Ia juga menekankan pentingnya menjaga lingkungan melalui pendekatan perhutanan sosial. Masyarakat diajak bekerja sama mengelola hutan dengan konsep yang tidak hanya berorientasi ekonomi, tetapi juga menjaga kelestarian alam.
"Fungsi ekonominya masuk dalam kelestarian alam. Kita apresiasi lembaga-lembaga donor, LSM, dan pihak yang dari awal sudah membuat perencanaan untuk menjaga keseimbangan pembangunan Kabupaten Bone," ujarnya.
Dalam kegiatan yang turut diikuti secara daring oleh Direktur Kementerian Kehutanan, disampaikan apresiasi kepada Pemerintah Kabupaten Bone atas proses yang partisipatif dalam penyusunan program ini.

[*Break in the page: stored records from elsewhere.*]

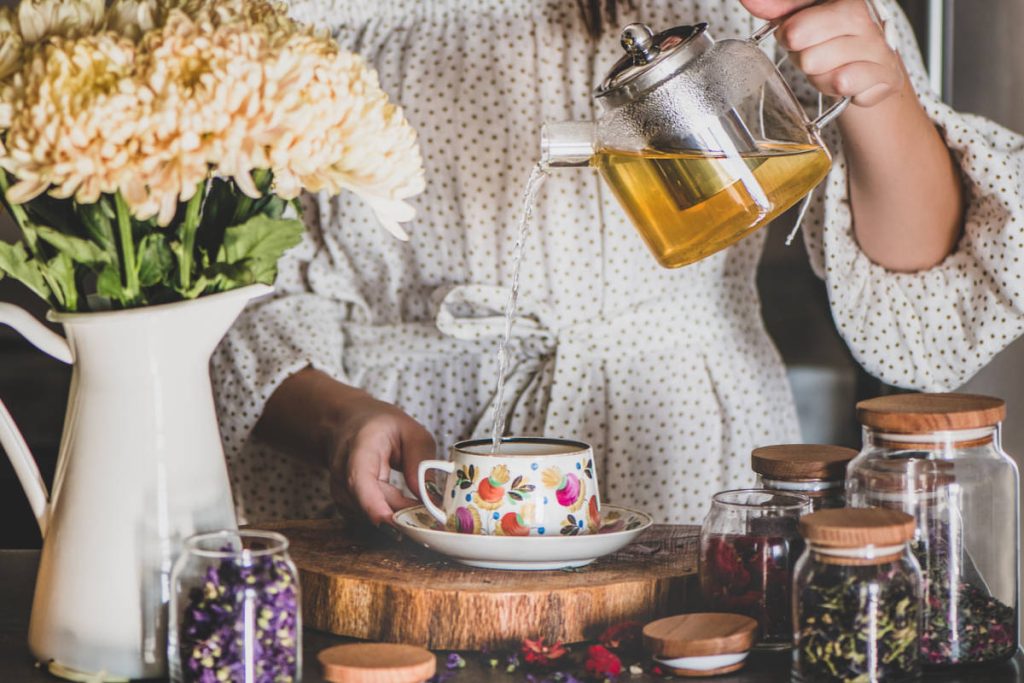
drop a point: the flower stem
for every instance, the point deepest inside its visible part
(188, 229)
(127, 250)
(19, 215)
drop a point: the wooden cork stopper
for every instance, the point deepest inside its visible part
(857, 527)
(697, 635)
(701, 634)
(377, 663)
(923, 413)
(802, 461)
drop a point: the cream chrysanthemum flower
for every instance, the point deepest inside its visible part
(41, 18)
(176, 91)
(132, 18)
(73, 130)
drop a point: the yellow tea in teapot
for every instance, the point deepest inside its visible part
(690, 205)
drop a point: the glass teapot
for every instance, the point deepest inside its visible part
(701, 141)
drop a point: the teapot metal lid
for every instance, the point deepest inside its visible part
(651, 58)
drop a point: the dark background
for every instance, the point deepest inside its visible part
(987, 77)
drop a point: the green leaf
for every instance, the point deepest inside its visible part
(14, 261)
(109, 284)
(156, 261)
(60, 274)
(259, 243)
(76, 249)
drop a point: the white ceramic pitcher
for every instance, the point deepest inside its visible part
(140, 468)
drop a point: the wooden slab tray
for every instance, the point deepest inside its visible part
(361, 584)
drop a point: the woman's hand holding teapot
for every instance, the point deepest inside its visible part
(839, 44)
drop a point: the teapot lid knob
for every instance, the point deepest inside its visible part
(638, 40)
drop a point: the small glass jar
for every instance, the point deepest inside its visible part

Kehadiran lokakarya ini tidak hanya untuk menghasilkan dokumen, tetapi juga membangun pondasi kolaborasi pembangunan wilayah berbasis masyarakat dan pelestarian lingkungan.
"Komitmen ini juga merupakan langkah strategis untuk memastikan bahwa perhutanan sosial tidak berhenti pada pemberian akses dan aset, tapi juga mampu menghasilkan peningkatan kesejahteraan masyarakat," sebut perwakilan Kementerian Kehutanan.

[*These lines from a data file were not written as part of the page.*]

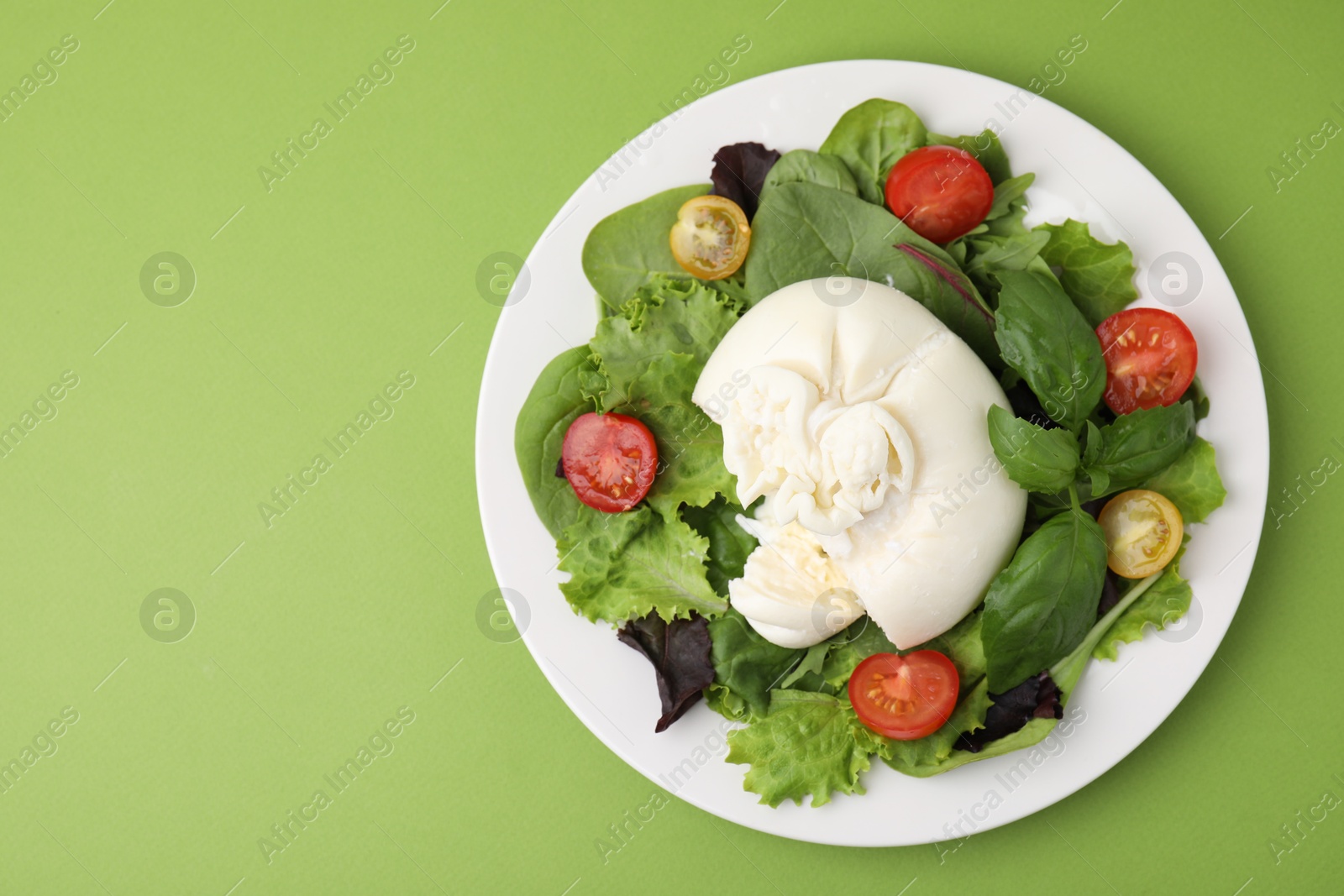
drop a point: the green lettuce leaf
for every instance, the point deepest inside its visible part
(690, 443)
(730, 544)
(1162, 605)
(663, 316)
(1097, 275)
(806, 746)
(1193, 483)
(746, 668)
(557, 398)
(629, 564)
(927, 755)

Pemerintah saat ini menempatkan pembangunan daerah sebagai penggerak utama pertumbuhan ekonomi nasional. Hal tersebut tertuang dalam RPJMN 2025-2029 sebagai program prioritas nasional yang menekankan transformasi ekonomi, pemberdayaan masyarakat, penguatan ketahanan pangan, pemberdayaan koperasi, pengentasan kemiskinan, serta pembangunan yang berkeadilan dan berkelanjutan.

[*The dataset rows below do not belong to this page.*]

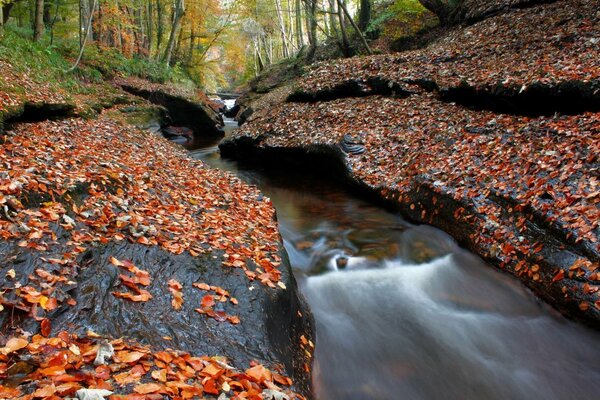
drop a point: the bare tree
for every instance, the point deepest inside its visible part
(177, 15)
(38, 21)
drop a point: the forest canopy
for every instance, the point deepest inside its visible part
(215, 43)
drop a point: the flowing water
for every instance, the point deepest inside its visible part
(403, 313)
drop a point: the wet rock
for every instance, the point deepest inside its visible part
(199, 117)
(272, 320)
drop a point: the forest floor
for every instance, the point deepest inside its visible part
(492, 133)
(90, 204)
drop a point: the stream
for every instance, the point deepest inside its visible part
(402, 312)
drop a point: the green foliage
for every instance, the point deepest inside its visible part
(400, 19)
(42, 63)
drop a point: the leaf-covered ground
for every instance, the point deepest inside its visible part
(87, 183)
(507, 52)
(523, 192)
(65, 365)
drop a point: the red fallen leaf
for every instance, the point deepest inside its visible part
(128, 356)
(45, 391)
(210, 387)
(559, 276)
(13, 345)
(201, 285)
(48, 303)
(7, 393)
(208, 301)
(164, 356)
(137, 371)
(282, 380)
(259, 373)
(212, 370)
(67, 389)
(116, 262)
(45, 327)
(55, 370)
(146, 388)
(103, 372)
(175, 289)
(159, 375)
(60, 359)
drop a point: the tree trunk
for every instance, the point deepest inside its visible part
(345, 42)
(311, 17)
(282, 28)
(177, 15)
(6, 12)
(47, 16)
(299, 34)
(149, 28)
(332, 14)
(38, 22)
(159, 28)
(358, 31)
(440, 8)
(364, 17)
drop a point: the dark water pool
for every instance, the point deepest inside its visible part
(403, 313)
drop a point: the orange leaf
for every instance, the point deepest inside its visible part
(164, 356)
(207, 301)
(129, 356)
(146, 388)
(45, 327)
(259, 373)
(45, 391)
(14, 344)
(7, 393)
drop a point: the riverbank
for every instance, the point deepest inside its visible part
(129, 268)
(490, 133)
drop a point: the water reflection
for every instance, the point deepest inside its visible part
(403, 313)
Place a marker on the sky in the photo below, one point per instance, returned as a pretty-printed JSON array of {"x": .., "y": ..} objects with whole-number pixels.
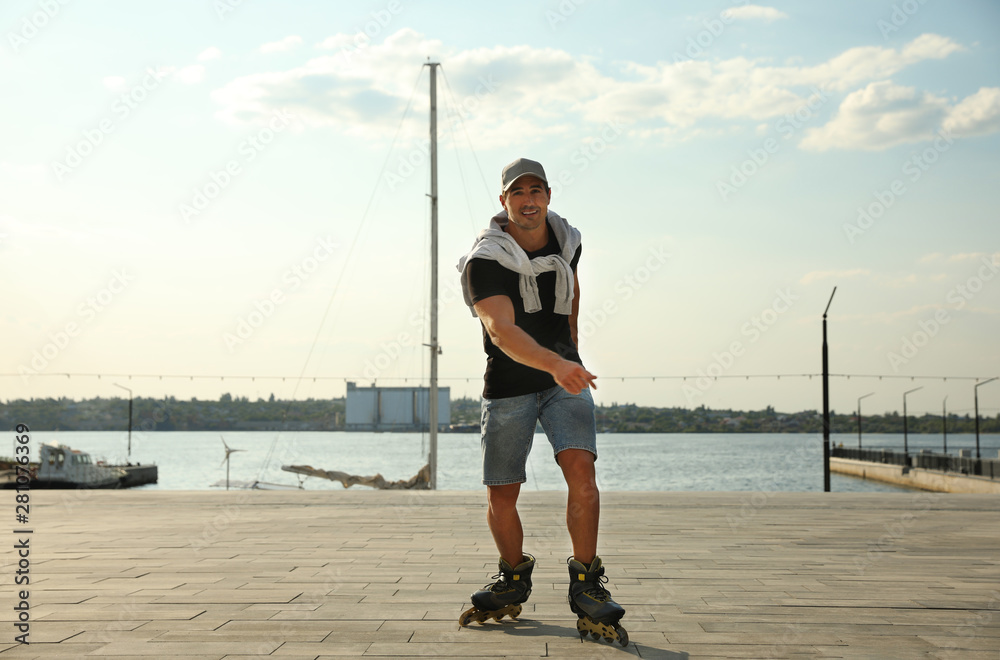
[{"x": 231, "y": 196}]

Kementerian Kehutanan menempatkan perhutanan sosial sebagai instrumen strategis untuk mewujudkan tiga sasaran utama: meningkatkan kesejahteraan masyarakat sekitar hutan, menjaga kelestarian ekosistem hutan, dan memperkuat ekonomi hijau.
Program perhutanan sosial saat ini difungsikan sebagai pilar strategis pendukung kebijakan ekonomi. Salah satu bentuknya adalah pemberian akses kelola kawasan hutan kepada masyarakat.
"Dulu akses kelola kawasan hutan diberikan kepada korporasi. Sekarang kita berikan kepada masyarakat. Secara nasional sudah 12,7 juta hektare, bahkan sekarang sampai 15 juta hektare telah dialokasikan untuk masyarakat. Di sini lebih dari 10 persen luas total kawasan hutan," jelas perwakilan Kementerian.
Melalui IAD berbasis perhutanan sosial, Pemkab Bone berharap tercipta pembangunan wilayah yang berkelanjutan, masyarakat lebih sejahtera, dan kelestarian hutan tetap terjaga.